Gulfstream track owner files for bankruptcy
By Michael Vasquez
© 2009 Miami Herald
Thuesday, March 5, 2009
Magna Entertainment Corp., the nation's largest horsetrack operator and parent company of South Florida's Gulfstream Park, announced Thursday it has filed for Chapter 11 bankruptcy protection.
The Ontario-based company, which has suffered losses in the hundreds of millions in recent years, said it plans to continue operations during its bankruptcy restructuring.
Manga's other U.S. racetracks include Santa Anita Park in southern California and Baltimore's Pimlico Race Course, the home of The Preakness Stakes.
''100 percent business as usual,'' said Steve Calabro, vice president of gaming at Gulfstream Park. ``Both on the casino side and the racing side.''
Nevertheless, Magna's bankruptcy filing does raise questions about Gulfstream's long-term future.
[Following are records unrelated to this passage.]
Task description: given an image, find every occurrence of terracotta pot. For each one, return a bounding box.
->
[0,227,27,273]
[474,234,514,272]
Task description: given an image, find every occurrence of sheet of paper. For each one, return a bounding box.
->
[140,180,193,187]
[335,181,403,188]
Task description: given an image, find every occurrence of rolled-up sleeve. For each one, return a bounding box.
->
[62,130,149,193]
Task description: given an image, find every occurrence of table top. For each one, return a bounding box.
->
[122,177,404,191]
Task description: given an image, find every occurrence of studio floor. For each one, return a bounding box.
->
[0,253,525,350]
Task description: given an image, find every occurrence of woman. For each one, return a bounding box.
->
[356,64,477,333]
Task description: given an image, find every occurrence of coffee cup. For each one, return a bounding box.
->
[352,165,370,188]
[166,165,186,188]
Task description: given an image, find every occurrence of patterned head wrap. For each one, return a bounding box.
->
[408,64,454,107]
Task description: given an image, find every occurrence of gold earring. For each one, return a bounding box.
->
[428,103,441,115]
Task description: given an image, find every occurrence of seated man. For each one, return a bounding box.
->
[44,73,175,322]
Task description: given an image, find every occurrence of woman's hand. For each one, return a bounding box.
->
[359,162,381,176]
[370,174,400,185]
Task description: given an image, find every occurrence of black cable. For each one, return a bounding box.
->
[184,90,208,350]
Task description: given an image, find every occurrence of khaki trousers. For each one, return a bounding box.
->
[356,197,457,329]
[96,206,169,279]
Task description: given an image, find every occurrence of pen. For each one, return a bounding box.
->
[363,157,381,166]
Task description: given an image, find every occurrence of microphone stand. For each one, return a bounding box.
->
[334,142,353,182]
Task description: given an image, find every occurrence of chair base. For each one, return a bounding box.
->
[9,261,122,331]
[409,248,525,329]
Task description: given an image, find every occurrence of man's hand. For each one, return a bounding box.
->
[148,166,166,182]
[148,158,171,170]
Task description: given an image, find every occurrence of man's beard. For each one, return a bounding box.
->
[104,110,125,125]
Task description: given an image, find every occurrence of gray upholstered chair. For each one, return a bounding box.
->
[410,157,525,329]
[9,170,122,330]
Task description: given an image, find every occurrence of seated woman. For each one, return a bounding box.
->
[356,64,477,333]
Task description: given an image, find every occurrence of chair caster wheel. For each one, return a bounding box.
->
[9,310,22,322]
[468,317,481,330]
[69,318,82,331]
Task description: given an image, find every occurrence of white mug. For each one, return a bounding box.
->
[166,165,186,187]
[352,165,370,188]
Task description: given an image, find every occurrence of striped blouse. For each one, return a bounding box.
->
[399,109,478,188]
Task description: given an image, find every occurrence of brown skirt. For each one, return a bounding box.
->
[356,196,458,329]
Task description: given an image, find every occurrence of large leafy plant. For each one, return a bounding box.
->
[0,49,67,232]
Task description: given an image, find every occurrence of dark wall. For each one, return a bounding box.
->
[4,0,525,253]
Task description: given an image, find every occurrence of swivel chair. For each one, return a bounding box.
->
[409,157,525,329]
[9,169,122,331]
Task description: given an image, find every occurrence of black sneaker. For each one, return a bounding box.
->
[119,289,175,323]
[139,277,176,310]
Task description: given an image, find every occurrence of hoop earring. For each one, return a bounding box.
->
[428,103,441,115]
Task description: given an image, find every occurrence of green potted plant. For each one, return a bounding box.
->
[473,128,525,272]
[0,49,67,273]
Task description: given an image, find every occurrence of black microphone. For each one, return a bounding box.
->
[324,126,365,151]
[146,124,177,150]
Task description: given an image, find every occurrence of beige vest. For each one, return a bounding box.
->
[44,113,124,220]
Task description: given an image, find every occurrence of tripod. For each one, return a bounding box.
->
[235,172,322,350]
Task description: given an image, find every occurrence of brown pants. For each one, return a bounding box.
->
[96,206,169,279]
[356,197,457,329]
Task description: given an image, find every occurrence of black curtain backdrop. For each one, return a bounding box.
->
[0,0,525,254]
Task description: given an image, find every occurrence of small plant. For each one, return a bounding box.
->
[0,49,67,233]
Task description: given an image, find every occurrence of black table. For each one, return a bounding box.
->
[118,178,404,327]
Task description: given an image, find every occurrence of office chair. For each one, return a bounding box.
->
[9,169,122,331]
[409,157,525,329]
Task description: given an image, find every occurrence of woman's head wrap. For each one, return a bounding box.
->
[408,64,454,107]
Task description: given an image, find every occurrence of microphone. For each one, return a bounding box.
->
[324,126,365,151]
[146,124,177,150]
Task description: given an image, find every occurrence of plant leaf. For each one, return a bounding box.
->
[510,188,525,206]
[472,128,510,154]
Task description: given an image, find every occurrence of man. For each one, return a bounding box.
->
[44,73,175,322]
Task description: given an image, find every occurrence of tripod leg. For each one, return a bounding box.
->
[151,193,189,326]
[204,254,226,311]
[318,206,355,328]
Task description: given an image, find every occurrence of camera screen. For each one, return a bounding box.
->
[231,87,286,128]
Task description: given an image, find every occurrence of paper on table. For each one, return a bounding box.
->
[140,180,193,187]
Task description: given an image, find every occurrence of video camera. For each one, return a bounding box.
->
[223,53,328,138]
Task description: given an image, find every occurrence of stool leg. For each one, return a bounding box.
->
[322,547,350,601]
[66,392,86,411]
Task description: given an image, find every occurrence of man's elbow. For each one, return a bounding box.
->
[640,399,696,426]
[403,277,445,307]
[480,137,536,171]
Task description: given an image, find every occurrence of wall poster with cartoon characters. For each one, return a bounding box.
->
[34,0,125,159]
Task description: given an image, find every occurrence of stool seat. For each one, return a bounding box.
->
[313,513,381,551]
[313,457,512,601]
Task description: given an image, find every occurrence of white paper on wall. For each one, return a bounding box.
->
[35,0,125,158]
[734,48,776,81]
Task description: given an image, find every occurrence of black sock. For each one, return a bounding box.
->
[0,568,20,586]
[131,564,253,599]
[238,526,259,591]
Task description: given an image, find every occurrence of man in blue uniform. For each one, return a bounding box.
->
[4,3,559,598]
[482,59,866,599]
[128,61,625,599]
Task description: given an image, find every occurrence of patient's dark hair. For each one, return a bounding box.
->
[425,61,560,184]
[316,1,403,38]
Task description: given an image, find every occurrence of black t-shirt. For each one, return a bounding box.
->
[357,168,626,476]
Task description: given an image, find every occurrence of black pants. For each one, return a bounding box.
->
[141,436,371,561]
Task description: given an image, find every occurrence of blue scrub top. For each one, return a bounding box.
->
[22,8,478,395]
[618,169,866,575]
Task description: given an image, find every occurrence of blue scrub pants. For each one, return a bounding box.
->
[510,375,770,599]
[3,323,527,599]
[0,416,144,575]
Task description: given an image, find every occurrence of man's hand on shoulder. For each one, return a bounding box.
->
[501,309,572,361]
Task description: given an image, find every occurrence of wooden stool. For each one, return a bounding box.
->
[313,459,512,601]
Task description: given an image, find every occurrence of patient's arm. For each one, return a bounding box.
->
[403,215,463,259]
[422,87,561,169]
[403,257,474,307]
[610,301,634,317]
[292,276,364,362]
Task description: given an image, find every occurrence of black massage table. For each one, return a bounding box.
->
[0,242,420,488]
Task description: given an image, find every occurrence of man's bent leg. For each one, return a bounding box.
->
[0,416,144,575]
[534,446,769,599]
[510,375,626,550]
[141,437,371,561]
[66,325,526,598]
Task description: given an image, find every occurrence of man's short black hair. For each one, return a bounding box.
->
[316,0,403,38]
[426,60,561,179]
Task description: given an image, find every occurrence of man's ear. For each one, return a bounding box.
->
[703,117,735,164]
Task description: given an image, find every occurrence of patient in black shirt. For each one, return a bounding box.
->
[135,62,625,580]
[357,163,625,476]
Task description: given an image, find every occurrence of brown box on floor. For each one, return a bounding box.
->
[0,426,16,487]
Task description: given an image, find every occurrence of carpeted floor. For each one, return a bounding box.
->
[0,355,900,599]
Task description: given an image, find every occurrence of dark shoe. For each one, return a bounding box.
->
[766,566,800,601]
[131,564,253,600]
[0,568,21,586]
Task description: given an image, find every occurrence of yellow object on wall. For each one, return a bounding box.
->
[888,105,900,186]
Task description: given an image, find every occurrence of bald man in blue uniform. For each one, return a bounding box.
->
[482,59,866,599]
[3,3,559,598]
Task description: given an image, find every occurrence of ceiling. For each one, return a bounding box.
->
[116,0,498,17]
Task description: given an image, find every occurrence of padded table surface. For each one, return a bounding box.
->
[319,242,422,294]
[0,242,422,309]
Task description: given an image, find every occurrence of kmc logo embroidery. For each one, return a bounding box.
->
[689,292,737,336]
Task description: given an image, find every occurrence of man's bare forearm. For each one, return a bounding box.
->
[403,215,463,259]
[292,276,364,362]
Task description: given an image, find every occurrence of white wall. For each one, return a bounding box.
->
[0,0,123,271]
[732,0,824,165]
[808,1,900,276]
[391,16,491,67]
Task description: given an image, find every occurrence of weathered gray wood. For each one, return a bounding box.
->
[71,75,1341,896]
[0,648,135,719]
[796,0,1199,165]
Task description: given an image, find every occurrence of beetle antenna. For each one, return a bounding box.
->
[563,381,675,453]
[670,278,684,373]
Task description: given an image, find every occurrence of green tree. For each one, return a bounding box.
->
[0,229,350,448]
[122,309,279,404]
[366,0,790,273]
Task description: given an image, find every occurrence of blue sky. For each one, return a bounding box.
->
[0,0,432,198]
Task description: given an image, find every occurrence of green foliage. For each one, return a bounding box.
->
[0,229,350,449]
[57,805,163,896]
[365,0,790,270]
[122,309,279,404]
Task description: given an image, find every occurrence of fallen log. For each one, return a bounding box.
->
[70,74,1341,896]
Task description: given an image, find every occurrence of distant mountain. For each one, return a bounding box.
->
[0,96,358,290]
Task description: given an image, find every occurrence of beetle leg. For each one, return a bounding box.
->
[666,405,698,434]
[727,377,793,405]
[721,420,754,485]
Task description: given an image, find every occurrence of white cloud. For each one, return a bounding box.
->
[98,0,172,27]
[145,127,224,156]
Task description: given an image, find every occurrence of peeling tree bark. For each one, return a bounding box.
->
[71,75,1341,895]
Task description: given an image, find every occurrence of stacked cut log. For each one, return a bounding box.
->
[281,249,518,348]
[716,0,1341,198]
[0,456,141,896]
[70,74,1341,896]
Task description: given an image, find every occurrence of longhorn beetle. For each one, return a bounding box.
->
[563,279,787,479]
To keep its racetracks open, the company arranged a six-month, $62.5 million financing package through a subsidiary of MI Developments Inc., Magna's largest shareholder.
But that deal also calls for Magna to sell Gulfstream -- along with other properties -- to either MI Developments or a third party that may emerge during the Chapter 11 process.
Though South Florida's housing market is currently in a horrific slump, Gulfstream's Hallandale Beach property is a highly valuable piece of real estate, which could prompt interest from developers.
''The industry in Florida is going to be very, very concerned about losing Gulfstream, and they're obviously going to try to find solutions,'' said Timothy Capps a University of Louisville equine-industry instructor who previously worked for Magna in Maryland.
Gulfstream's slots casino, Capps said, could help save racing at the park, as it makes the property more attractive to casino interests than if it was just a racetrack alone. Any buyer of Gulfstream could only operate the slots so long as racing continues, according to state pari-mutual guidelines.